The NHMU, administered by the University of Utah, sits on a 17-acre site on the upper southeastern edge of campus with sweeping views of the Salt Lake Valley. The 163,000-sq-ft museum is now home to a collection of around 1.2-million artifacts, including items from Utah’s Native American tribes, regional flora and fauna specimens and the state’s sizable number of dinosaur fossils.
Designed by Todd Schliemann of New York City-based Ennead Architects (formerly Polshek Partnership Architects) in partnership with GSBS Architects of Salt Lake City, the building is composed primarily of exposed concrete with unique copper-alloy cladding. The natural patina of the copper alloy blends with the hillside and gives the building a stratified but fractured appearance, evoking the sandstone deserts and rugged mountains of Utah.
The museum is built in steps up the hillside, with exhibits featuring Utah’s geography and the history of its people, animals and plant life on different levels. The exhibit spaces are located on the south end of the building, with laboratory, storage and office space on the north end.
The two wings are connected by bridges over a three-story “canyon” that serves as a central gathering and way-finding element.
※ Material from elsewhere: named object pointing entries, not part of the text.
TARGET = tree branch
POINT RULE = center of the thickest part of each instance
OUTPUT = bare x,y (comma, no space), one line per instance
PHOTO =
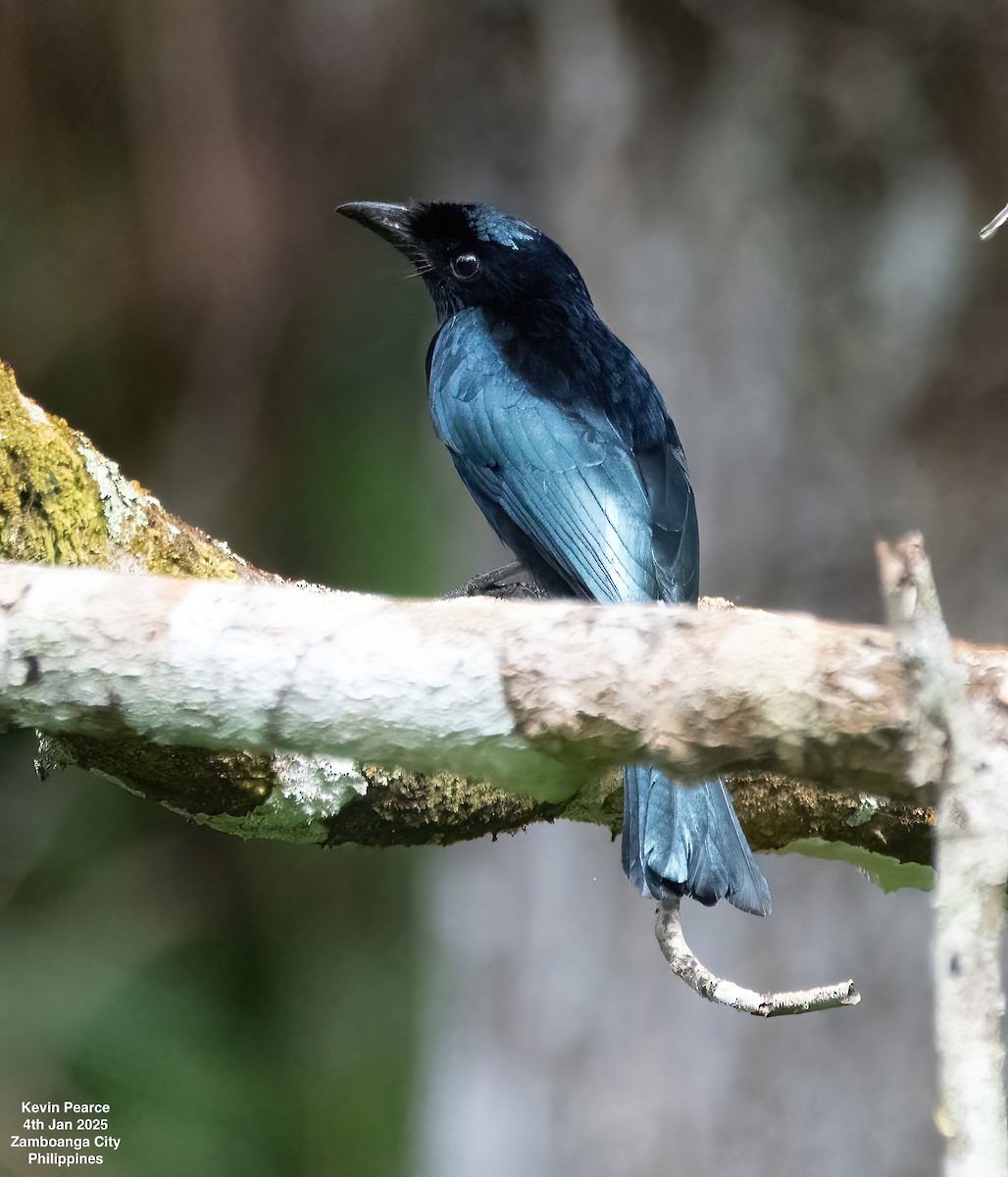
532,697
60,500
972,869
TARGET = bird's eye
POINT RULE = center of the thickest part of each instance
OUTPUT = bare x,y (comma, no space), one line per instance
466,266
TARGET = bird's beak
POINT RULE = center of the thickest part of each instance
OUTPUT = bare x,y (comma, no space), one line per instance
390,222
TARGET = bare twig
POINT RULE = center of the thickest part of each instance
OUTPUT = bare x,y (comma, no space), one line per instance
668,931
972,858
989,230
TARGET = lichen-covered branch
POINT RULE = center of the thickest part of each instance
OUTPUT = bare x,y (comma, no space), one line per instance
63,501
532,697
972,869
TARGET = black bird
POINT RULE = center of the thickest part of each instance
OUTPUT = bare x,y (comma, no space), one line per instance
564,441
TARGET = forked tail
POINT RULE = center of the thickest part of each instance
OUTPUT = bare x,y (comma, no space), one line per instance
685,840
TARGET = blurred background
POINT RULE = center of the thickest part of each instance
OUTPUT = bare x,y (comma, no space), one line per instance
777,205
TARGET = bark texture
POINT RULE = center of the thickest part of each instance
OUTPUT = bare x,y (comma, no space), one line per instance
819,751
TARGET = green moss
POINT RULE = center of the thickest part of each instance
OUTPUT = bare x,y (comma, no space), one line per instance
884,872
61,501
51,510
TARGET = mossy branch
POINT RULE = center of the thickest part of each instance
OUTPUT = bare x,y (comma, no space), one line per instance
61,501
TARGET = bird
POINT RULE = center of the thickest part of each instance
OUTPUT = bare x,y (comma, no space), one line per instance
564,441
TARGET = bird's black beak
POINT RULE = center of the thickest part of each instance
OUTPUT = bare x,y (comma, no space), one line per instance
390,222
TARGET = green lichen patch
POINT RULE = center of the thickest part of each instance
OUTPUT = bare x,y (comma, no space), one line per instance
169,547
63,501
885,872
51,510
404,809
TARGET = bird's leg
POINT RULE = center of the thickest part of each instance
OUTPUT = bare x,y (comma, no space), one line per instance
508,582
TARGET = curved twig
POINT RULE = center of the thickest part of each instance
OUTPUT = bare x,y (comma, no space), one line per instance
682,962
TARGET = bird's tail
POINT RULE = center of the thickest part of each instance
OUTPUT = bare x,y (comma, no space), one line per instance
685,840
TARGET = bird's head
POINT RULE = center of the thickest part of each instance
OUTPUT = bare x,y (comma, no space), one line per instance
473,254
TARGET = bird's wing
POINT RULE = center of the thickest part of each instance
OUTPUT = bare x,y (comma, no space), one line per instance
676,538
562,476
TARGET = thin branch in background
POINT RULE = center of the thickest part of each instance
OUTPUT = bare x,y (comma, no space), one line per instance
989,230
972,859
684,964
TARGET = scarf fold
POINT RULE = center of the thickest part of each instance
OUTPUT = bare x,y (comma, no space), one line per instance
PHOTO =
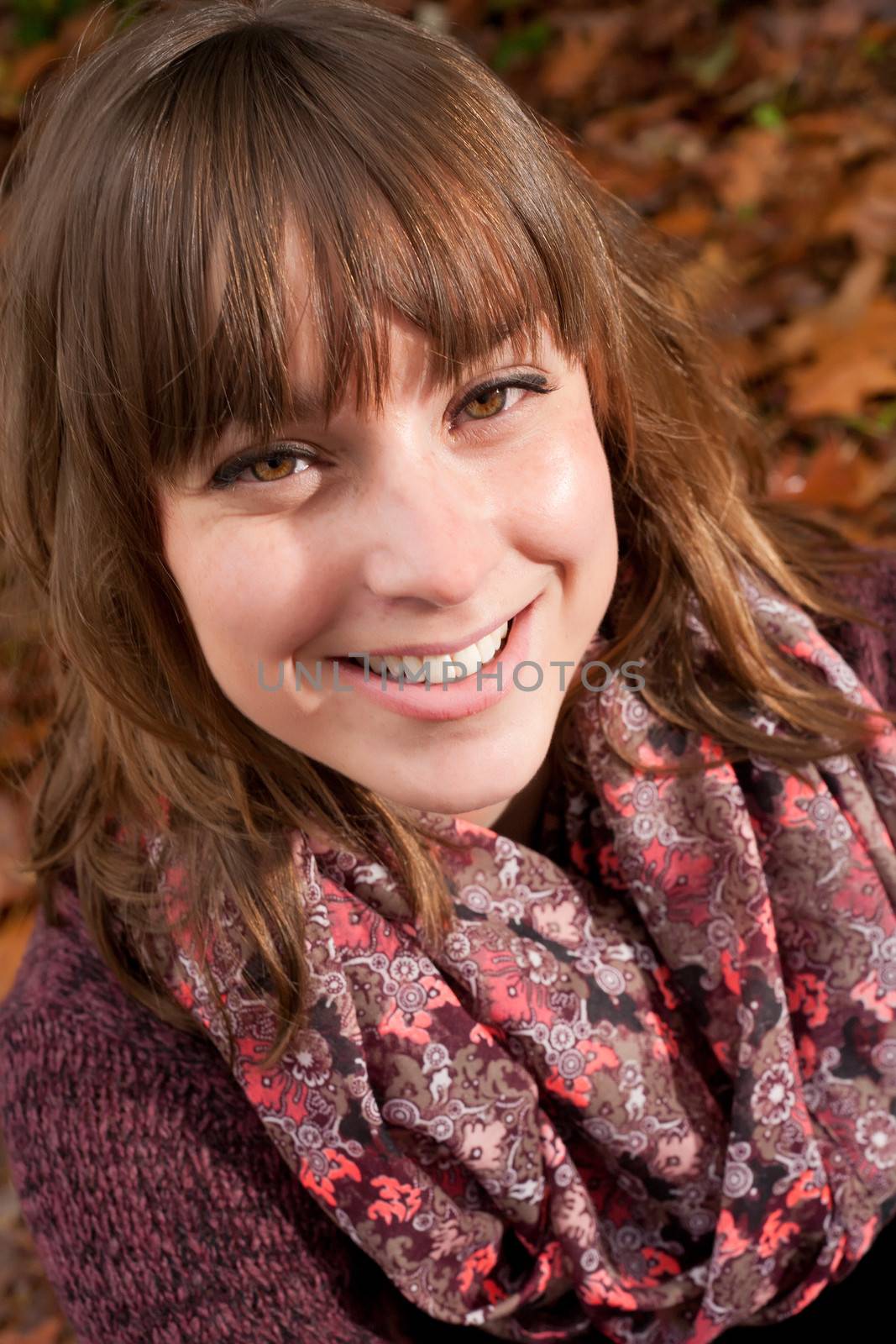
649,1085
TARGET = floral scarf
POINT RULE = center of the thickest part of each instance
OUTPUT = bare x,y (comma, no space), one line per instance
649,1086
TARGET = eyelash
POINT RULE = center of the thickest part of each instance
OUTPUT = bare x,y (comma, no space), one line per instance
228,475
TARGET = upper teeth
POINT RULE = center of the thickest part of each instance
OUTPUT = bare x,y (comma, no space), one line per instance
437,665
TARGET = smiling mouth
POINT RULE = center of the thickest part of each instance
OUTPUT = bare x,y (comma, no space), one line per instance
436,665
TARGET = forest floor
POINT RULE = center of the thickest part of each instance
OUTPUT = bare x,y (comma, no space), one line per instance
763,138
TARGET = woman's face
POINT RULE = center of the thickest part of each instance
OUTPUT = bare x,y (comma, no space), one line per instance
426,526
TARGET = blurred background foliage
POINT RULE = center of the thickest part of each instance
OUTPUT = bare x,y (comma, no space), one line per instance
759,134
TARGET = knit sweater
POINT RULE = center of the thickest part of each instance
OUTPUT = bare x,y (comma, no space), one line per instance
160,1209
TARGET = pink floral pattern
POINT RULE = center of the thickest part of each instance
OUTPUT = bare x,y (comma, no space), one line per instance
649,1086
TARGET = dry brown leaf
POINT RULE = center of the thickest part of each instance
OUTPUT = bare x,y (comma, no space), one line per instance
849,366
584,45
748,168
868,214
836,475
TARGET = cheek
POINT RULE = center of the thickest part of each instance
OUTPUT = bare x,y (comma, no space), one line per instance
563,497
250,593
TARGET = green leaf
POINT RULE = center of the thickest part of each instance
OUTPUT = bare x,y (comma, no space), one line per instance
707,71
521,44
768,116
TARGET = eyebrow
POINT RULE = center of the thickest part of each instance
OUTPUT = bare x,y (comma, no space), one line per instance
307,405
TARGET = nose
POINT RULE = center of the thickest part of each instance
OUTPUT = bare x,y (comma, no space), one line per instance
432,531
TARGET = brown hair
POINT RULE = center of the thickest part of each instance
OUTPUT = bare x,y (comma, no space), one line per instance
418,181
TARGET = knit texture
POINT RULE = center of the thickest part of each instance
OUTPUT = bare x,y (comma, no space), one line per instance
157,1203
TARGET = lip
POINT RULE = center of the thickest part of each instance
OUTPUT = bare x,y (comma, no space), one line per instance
422,651
439,701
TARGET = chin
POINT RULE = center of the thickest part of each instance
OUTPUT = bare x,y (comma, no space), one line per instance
464,796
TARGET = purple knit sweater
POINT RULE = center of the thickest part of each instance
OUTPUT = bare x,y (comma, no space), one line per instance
160,1209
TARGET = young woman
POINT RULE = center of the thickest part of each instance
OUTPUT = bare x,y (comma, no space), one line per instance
465,835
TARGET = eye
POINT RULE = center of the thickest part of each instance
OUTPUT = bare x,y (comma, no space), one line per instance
277,463
490,398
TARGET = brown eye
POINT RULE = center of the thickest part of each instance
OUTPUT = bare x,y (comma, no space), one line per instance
490,402
273,468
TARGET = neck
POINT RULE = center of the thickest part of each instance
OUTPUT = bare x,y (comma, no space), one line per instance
516,816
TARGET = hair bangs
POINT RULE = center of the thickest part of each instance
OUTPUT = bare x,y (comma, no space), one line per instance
355,228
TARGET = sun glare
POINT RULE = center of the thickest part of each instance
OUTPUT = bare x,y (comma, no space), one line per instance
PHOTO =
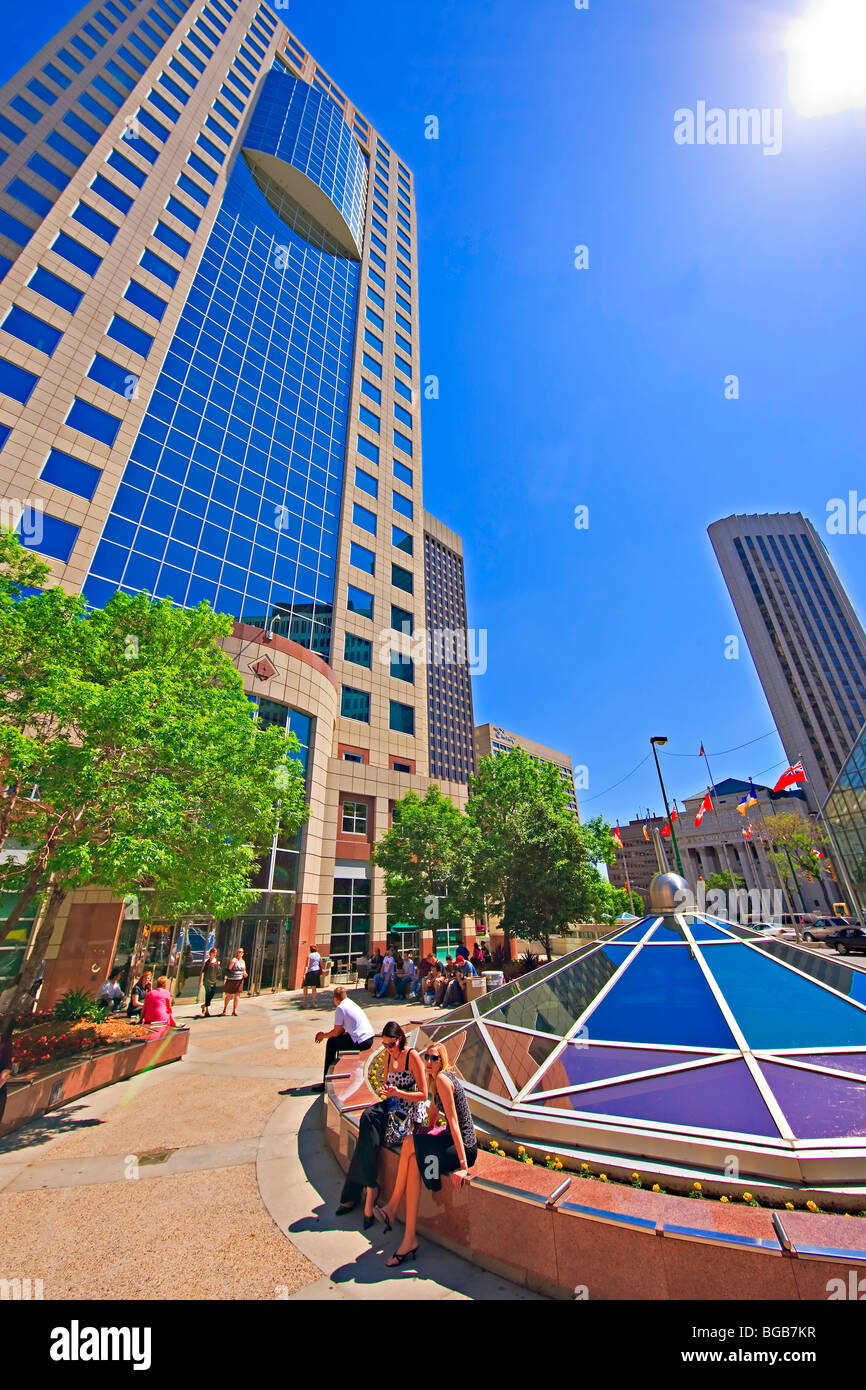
827,57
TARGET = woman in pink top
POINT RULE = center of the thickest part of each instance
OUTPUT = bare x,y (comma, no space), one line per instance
157,1004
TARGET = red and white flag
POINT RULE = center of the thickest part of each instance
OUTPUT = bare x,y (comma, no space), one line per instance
790,777
705,805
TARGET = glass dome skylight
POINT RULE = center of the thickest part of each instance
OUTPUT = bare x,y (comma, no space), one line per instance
680,1040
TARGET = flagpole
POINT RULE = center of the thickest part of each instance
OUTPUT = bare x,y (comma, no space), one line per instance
786,893
715,801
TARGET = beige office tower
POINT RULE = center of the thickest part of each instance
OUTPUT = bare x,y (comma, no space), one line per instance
210,391
489,738
805,638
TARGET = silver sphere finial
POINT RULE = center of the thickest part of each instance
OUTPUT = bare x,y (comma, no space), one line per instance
667,893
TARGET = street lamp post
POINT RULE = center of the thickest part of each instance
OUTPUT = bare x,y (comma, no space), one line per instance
673,833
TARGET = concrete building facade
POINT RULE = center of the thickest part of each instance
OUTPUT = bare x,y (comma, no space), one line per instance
209,391
805,638
491,738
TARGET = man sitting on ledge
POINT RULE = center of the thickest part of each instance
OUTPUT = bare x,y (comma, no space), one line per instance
350,1032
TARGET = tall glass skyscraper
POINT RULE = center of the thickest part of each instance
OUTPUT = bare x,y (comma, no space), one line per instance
804,634
209,391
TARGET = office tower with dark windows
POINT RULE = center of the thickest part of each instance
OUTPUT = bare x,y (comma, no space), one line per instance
453,653
805,638
209,391
491,740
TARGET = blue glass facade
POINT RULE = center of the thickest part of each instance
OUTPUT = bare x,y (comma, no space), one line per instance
232,489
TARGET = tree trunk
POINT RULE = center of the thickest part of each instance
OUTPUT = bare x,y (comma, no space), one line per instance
15,1001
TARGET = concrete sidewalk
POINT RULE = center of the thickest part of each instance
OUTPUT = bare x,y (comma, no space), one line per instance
210,1179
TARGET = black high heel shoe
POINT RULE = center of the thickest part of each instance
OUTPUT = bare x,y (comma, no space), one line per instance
398,1260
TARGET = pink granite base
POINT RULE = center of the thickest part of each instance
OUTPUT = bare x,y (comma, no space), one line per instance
566,1254
53,1086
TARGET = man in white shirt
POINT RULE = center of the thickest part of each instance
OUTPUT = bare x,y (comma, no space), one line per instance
382,979
350,1032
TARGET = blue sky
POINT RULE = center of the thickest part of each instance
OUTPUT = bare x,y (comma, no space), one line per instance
605,387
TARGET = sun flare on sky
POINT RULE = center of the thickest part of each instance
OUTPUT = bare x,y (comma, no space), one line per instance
827,57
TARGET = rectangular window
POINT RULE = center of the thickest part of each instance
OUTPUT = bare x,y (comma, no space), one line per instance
168,238
359,602
123,166
52,287
200,167
402,505
355,705
371,364
15,231
159,267
218,156
111,193
182,213
11,131
367,449
402,669
110,374
56,540
362,559
188,185
95,221
145,299
15,382
75,253
373,392
41,91
401,620
402,578
92,421
357,651
31,330
402,717
360,516
131,337
161,104
402,442
355,818
64,471
366,483
70,152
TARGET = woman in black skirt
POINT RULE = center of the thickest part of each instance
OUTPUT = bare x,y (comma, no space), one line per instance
438,1147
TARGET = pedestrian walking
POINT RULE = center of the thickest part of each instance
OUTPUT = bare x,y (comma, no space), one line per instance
232,986
210,979
350,1032
312,975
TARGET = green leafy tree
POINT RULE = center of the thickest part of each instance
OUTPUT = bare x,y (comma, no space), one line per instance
426,856
131,759
531,865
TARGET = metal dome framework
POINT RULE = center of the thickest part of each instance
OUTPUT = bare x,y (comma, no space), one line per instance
683,1041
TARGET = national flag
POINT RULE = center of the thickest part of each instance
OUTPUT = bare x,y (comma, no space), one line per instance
705,805
790,777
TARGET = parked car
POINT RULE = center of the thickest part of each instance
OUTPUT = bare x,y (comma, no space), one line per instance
847,940
823,927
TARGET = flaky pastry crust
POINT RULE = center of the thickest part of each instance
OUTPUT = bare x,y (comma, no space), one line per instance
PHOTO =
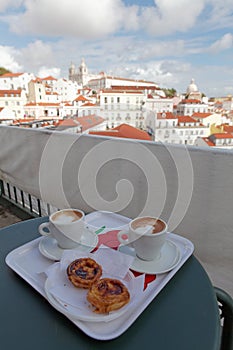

Floor-to-ceiling windows span the west-facing end of the canyon, providing visitors expansive views west to the Salt Lake Valley with the Great Salt Lake and Oquirrh Mountains, home to the Kennecott copper mine, which produced the ore for the building’s cladding.
“Ecstatic is not too strong a word for how we feel about this building,” says Museum Director Sarah George, who was part of the collaborative design team. “It is beautiful, but it also functions so well. The building we were in before was designed as a library, and there were so many things we could not do there. Now, to be in a space that is designed for us, is just wonderful.”
Rooted in Place
Schliemann says he had never visited Utah before receiving the commission for the museum. So, in 2005 he and George, along with others on the design team, began touring the state, visiting the landscapes and people in order to formulate initial designs.
“The goal was the illumination of Utah’s identity as the starting point for the development of an architecture in the service of science and discovery,” Schliemann said in a written statement. “This investigation yielded an extensive database of impressions, observations, verbal histories and narratives that define Utah.”
Salt Lake City-based Big-D Construction was selected as the contractor under a CM/GC contract and brought into design early in the process.
“They (Big-D) became significant contributors to what we were doing,” says George. “They helped us look for solutions to things early on.”